Logging¶
Shaken Fist daemons emit structured JSON logs and can ship them to an operator-provided Loki log store. Shaken Fist does not run a log store, and it no longer aggregates logs onto a primary node: each node either ships its own logs to your Loki, or — if you have not configured one — writes them to the local systemd journal.
What changed¶
Earlier releases forwarded every node's syslog to a primary node
over rsyslog, where logs landed in /var/log/syslog. That
central aggregator has been removed. In its place:
- Daemon logs are structured JSON (one JSON object per line), not plain text. This is the only daemon log format.
- If you tell Shaken Fist where your Loki is, each node ships its own logs there directly, buffered through a local on-disk spool.
- If you do not, each node logs to its local journal and ships nothing.
Local journald still captures each node's logs regardless, so
on-box debugging with journalctl always works.
The two modes¶
Shaken Fist's logging has exactly two modes, keyed on whether
LOKI_BASE_URL is set. The log format (structured JSON) is
identical in both; only the destination differs.
Loki configured (the preferred path)¶
With a Loki endpoint set, each daemon buffers its INFO-and-above
JSON log lines in a local on-disk spool and a background drainer
ships them to Loki, with retry and backpressure. The spool is the
local-durability buffer that covers transient Loki outages. All
levels (including DEBUG) continue to be written to the node's
local journal as well, so on-box journalctl debugging is
unaffected.
Log levels: what ships to Loki¶
Only INFO and above is shipped to Loki. DEBUG stays local
(journald only). This matches the previous rsyslog deployment,
whose forwarder shipped *.*;*.!=debug — DEBUG was never
centrally aggregated, only kept on each node. It also keeps the
highest-volume log level (DEBUG; e.g. every privileged command is
logged at DEBUG) off the spool/push path, which matters for
performance on busy nodes. When you need DEBUG to diagnose a
problem, read it on the node with journalctl.
A future iteration may revisit shipping deeper detail centrally once Shaken Fist has OpenTelemetry-based tracing (see the development plans).

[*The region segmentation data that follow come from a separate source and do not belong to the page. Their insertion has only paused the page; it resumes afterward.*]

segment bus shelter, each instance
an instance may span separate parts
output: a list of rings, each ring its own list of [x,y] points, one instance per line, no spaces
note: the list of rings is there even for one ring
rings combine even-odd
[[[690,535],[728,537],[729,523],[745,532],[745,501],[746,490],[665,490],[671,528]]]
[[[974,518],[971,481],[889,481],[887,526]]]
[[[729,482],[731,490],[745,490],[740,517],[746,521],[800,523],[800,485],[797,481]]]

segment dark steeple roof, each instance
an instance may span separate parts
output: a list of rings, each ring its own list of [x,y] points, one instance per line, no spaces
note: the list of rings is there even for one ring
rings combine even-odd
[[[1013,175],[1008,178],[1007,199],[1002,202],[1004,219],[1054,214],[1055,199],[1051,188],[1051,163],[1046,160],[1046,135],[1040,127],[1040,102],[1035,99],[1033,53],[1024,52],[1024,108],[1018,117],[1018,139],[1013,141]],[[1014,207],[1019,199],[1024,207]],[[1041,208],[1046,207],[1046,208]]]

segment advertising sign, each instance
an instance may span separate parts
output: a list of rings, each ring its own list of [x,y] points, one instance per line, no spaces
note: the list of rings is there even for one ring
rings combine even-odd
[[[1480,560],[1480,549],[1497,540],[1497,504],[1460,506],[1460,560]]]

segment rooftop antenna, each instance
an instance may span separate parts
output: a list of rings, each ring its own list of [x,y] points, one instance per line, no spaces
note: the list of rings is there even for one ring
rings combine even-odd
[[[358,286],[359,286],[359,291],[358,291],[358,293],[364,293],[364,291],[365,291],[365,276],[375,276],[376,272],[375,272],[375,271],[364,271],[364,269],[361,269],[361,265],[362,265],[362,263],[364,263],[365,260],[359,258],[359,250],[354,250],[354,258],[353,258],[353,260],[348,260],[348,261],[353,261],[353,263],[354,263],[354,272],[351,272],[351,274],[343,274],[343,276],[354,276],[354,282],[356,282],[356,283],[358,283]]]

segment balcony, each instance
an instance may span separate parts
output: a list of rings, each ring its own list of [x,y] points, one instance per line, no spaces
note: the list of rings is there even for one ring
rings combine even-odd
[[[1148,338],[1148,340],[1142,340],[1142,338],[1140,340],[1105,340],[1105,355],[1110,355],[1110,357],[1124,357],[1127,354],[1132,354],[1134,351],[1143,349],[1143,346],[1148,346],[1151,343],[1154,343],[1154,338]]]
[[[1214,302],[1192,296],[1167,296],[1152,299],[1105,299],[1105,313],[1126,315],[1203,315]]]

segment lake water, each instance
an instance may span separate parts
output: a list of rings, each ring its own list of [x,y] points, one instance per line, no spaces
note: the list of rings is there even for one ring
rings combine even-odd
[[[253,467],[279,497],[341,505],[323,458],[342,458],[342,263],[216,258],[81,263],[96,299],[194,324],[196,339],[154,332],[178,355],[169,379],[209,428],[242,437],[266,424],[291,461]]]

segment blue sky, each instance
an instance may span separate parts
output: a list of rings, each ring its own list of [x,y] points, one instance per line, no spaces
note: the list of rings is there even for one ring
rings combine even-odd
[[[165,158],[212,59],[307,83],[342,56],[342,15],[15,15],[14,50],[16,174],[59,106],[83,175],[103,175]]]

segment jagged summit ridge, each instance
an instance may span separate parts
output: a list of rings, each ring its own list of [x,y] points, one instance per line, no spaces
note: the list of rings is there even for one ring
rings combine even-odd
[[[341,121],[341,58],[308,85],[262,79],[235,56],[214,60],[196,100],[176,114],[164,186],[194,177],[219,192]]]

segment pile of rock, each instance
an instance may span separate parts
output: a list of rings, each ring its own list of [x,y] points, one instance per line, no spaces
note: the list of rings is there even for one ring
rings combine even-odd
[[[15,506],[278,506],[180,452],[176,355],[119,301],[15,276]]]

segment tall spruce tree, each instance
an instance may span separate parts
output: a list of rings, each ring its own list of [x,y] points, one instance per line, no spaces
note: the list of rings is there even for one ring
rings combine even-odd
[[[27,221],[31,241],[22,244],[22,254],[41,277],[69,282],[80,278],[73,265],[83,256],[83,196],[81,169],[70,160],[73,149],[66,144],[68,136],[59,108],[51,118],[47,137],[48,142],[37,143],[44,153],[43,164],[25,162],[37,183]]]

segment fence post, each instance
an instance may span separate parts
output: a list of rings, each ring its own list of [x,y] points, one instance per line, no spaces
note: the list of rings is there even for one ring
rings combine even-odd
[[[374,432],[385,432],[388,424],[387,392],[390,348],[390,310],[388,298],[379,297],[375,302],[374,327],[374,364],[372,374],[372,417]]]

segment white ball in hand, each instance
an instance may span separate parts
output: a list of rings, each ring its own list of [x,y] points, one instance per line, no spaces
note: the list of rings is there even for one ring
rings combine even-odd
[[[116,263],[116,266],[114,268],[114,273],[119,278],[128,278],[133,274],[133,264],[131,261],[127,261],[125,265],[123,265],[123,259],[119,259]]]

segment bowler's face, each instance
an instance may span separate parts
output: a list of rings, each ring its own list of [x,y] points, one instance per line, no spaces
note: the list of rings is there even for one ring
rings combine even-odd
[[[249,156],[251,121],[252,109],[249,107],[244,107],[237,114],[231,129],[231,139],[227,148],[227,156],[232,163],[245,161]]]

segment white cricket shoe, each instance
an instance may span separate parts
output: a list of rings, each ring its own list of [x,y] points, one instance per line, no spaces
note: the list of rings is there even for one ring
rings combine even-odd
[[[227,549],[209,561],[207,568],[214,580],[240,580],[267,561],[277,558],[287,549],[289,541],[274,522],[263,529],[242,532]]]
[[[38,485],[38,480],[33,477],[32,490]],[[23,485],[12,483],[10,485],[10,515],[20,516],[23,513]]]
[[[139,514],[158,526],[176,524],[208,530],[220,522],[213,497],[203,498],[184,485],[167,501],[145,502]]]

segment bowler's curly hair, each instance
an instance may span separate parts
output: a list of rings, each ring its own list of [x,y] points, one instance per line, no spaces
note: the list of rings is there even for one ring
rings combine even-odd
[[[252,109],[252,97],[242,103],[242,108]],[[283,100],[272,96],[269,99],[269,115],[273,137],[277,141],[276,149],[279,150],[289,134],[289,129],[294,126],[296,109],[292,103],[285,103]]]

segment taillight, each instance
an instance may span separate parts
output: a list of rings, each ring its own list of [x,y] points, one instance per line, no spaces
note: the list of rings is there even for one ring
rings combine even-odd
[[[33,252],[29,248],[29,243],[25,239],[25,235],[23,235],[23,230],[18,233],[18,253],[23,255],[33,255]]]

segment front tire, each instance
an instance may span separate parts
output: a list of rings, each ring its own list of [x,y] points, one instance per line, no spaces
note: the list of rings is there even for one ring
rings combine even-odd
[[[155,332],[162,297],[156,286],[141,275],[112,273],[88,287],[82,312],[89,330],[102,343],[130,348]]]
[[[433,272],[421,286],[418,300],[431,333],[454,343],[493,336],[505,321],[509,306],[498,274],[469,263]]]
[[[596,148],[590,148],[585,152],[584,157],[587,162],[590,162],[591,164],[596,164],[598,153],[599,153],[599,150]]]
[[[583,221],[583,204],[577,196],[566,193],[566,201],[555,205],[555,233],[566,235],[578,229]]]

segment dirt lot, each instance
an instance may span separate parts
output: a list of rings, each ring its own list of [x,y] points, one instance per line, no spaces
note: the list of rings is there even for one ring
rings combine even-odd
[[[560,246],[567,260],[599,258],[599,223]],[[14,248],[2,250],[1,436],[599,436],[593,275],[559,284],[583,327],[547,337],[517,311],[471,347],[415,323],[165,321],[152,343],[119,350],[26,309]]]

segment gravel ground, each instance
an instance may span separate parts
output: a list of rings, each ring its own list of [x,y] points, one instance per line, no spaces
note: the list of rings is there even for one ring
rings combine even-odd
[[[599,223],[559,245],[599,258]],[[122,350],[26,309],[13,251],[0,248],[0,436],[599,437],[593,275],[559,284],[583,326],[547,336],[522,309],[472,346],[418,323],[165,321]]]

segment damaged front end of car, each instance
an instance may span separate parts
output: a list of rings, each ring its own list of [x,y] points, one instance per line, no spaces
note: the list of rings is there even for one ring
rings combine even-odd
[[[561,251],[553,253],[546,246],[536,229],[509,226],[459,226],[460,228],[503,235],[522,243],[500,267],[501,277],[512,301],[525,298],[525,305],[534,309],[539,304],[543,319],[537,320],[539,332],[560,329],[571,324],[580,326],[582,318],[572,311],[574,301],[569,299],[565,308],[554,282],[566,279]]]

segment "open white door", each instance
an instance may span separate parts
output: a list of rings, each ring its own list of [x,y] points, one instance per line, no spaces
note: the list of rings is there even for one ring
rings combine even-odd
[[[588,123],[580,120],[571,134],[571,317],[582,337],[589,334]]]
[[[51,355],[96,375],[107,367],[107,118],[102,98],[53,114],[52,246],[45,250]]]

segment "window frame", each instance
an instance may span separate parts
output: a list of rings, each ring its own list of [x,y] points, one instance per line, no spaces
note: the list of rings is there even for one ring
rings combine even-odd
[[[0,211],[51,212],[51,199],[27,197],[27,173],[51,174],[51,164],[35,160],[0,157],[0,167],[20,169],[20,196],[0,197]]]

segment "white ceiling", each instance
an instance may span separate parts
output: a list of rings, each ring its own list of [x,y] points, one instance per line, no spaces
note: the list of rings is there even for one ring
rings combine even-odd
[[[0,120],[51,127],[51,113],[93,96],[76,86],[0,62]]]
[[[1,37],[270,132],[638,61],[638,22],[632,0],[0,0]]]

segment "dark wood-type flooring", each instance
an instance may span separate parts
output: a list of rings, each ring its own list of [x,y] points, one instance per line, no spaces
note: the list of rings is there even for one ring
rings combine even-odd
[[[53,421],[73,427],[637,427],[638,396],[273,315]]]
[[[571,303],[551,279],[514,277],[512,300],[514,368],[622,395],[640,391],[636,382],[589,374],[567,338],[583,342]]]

Loki not configured (the fallback)¶
Leaving LOKI_BASE_URL empty means each daemon emits the same
JSON to the node's local journal (journald) and ships nothing. A
node-local agent such as promtail,
Grafana Alloy, or
vector can then scrape that journal if you want central logs
collected on your own terms.
In both modes, systemd additionally captures each service's stdout/stderr into journald (uncaught tracebacks and any output emitted before logging is configured). That is free, local-only, and not a deliberate shipping pipeline.
Configuration¶
Set these via the deployer (getsf prompts / GETSF_LOKI_*
environment variables) or directly as SHAKENFIST_* config:
| Option | Default | Meaning |
|---|---|---|
LOKI_BASE_URL |
'' |
Base URL of your Loki, e.g. http://loki:3100. Empty disables the shipper. |
LOKI_TENANT |
'' |
Value sent as the X-Scope-OrgID header for multi-tenant Loki. Empty omits the header. |
LOKI_AUTH_HEADER |
'' |
Opaque Authorization header value (e.g. Bearer <token>). Empty sends none. Treat as a secret. |
LOG_EVENTS_TO_LOKI |
True |
Whether the per-event Added event log line is emitted to the log stream. Never affects the authoritative MariaDB event write (see Events vs logs). |
Tenant¶
LOKI_TENANT is worth setting deliberately when you run Shaken
Fist against a shared Loki. Shaken Fist's logs can be high volume,
and a dedicated tenant keeps them out of your other tenants'
streams — both for query hygiene and so per-tenant volume limits
and retention can be set independently.
TLS and mutual auth¶
This release supports a plain-HTTP or operator-terminated-HTTPS Loki endpoint plus the optional opaque auth header above. mTLS to the Loki endpoint (operator-provided CA, client certificates) is tracked separately and is not yet available.
Labels and the field contract¶
Shaken Fist tags every Loki stream with a small, bounded set of labels:
Everything else — including high-cardinality identifiers such as
instance_uuid, network_uuid, and request-id — lives in the
JSON log line body, never in a label. This is deliberate:
promoting high-cardinality values to Loki labels causes a
label-cardinality explosion. Query them with LogQL's JSON parser
instead:
{job="shakenfist"} | json | instance_uuid="<uuid>"
{job="shakenfist", daemon="sf-net"} | json | level="ERROR"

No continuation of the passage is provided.